# Garmin GPSmap76S issue...



## jpollman (Jan 14, 2001)

Hi folks,
I've got a Garmin GPSmap76S that I've had for about six or seven years. It's always been a very good unit. I haven't had any use for it in quite a while but a few months ago, I pulled it out of the closet and realized that I had never pulled the batteries out of it. Because I didn't have any need for it, I pulled the batteries out and figured I'd store it that way. The batteries that were in it weren't leaking or anything but I figured it wasn't a good idea to store anything with batteries in it during long periods of inactivity.

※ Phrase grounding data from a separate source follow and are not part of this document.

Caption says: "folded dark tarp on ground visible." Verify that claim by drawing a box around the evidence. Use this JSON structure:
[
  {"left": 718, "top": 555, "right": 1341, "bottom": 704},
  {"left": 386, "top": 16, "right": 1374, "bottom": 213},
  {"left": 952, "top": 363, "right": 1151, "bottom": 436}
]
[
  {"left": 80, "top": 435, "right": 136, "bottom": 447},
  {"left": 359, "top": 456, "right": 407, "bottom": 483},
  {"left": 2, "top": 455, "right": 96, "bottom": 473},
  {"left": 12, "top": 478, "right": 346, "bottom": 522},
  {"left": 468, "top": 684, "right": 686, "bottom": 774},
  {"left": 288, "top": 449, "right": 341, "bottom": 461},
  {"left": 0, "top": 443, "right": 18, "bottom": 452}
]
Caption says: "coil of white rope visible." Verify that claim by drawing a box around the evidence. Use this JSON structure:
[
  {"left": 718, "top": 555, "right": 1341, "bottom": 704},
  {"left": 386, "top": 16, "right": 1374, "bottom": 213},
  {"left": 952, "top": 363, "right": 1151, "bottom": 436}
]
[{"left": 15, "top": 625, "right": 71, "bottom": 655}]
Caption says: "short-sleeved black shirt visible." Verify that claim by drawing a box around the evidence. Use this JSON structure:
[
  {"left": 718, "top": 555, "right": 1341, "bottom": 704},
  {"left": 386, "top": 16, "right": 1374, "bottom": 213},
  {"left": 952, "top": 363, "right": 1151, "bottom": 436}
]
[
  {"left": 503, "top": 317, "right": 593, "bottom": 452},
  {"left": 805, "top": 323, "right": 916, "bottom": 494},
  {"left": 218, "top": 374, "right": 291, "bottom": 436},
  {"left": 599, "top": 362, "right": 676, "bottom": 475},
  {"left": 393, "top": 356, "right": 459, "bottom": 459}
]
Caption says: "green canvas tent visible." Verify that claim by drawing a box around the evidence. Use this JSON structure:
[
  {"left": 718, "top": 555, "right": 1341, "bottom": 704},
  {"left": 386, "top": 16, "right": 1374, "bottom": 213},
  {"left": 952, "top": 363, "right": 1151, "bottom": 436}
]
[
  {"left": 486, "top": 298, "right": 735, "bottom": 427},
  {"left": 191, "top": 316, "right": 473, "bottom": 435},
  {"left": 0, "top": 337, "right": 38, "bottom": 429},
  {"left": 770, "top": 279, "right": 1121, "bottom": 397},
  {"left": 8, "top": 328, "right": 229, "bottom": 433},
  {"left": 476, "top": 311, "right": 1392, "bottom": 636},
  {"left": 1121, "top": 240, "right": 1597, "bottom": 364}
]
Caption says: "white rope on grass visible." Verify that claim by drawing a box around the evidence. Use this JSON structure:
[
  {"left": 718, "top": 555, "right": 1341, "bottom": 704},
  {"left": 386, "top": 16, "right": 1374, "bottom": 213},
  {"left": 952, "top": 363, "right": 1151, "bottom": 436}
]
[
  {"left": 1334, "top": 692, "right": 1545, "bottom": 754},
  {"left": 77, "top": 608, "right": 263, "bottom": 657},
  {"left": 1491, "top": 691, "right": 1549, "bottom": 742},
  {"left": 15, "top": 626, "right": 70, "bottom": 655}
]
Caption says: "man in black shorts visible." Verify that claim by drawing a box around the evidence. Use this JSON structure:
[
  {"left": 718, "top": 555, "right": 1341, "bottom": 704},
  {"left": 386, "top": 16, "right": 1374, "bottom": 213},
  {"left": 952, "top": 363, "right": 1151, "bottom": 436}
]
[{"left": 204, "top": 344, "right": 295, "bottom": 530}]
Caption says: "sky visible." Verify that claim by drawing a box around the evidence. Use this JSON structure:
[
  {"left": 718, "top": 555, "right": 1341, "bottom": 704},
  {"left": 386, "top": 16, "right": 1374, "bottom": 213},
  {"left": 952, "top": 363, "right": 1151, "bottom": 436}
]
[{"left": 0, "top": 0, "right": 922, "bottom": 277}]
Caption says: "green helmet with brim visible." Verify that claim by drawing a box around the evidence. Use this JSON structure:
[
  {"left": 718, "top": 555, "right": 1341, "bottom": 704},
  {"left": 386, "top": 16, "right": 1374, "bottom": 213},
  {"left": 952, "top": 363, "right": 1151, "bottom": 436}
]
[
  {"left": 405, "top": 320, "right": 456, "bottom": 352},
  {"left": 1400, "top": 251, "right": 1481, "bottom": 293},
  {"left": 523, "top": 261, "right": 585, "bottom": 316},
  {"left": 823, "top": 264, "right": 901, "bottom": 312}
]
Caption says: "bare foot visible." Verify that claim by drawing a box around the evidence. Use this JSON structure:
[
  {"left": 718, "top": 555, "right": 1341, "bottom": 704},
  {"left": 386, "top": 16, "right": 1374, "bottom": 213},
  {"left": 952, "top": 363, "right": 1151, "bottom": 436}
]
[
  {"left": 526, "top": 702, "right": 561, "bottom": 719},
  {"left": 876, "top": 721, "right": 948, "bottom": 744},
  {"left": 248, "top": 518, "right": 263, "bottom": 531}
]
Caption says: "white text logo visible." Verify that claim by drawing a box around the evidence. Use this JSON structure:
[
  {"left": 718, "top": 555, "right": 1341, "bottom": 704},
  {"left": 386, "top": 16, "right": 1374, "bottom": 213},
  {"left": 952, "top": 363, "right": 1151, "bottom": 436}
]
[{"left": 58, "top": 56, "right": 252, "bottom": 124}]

The other day I pulled it out and put in a set of fresh batteries. I just purchased these batteries at Christmas. I fired it up and I took it out on the deck so it could acquire satellites and re-establish its location. It took quite a few minutes and could only acquire one or two satellites and then it shut itself down. I tried several more times and after anywhere from two to five minutes, the unit just shuts itself off. the length of time varies almost every time. Wondering if the batteries might be an issue, I put in a couple different batteries. Same result. The battery indicator shows full power so that shouldn't be an issue. Have any of you with similar units ever had a problem like this? Should I not have stored it without batteries? 

Thanks for any input!

John


----------



## jpollman (Jan 14, 2001)

Hmm, I got it working. Yesterday while fooling around with it I selected the "Stored without batterie s" option and it didn't do anything. I tried it again today and it took about ten minutes but it finally worked. I knew that function existed but I couldn't find it on any of the menus. But I turned the unit on inside which I knew wouldn't work. After a few minutes, I got a message saying "Poor satellite reception" and then the stored without batteries option was on that menu. I selected that option and took the unit outside and set it on the rail of my deck and after about ten minutes, it was able to locate enough satellites and get itself updated. I noticed that the date and time was incorrect so I knew something was wrong.

Thanks anyway!

John


----------



## Flyhack (Jul 12, 2009)

Try a software and firmware update from Garmin. Mine flaked out last year and kept shutting down. I thought it was battery too at first. It fixed everything. Love that map76S.


----------



## jpollman (Jan 14, 2001)

Yeah I may do that. I haven't done it in quite a while. I don't use it very often, but it's good to keep it up to date.

John


----------



## ATB (Feb 17, 2006)

John
Is it actually working? I have the GPS map 60cs and it is doing the same thing. I left it outside overnight and in the AM it had enough satilites to change the date and time but once I moved it lost them. I thought software update but it also wont talk to my computer to attempt to do any updates via the USB hook up! It is older like yours but not used that often and was expensive to start with very disappointed with Garmin the web site says not longer servicing my out of date model. I am about to buy some acreage and wanted to walk the border and mark things and the dam thing when I need it wont work!!!!! :rant: Any guidance would be helpful.


----------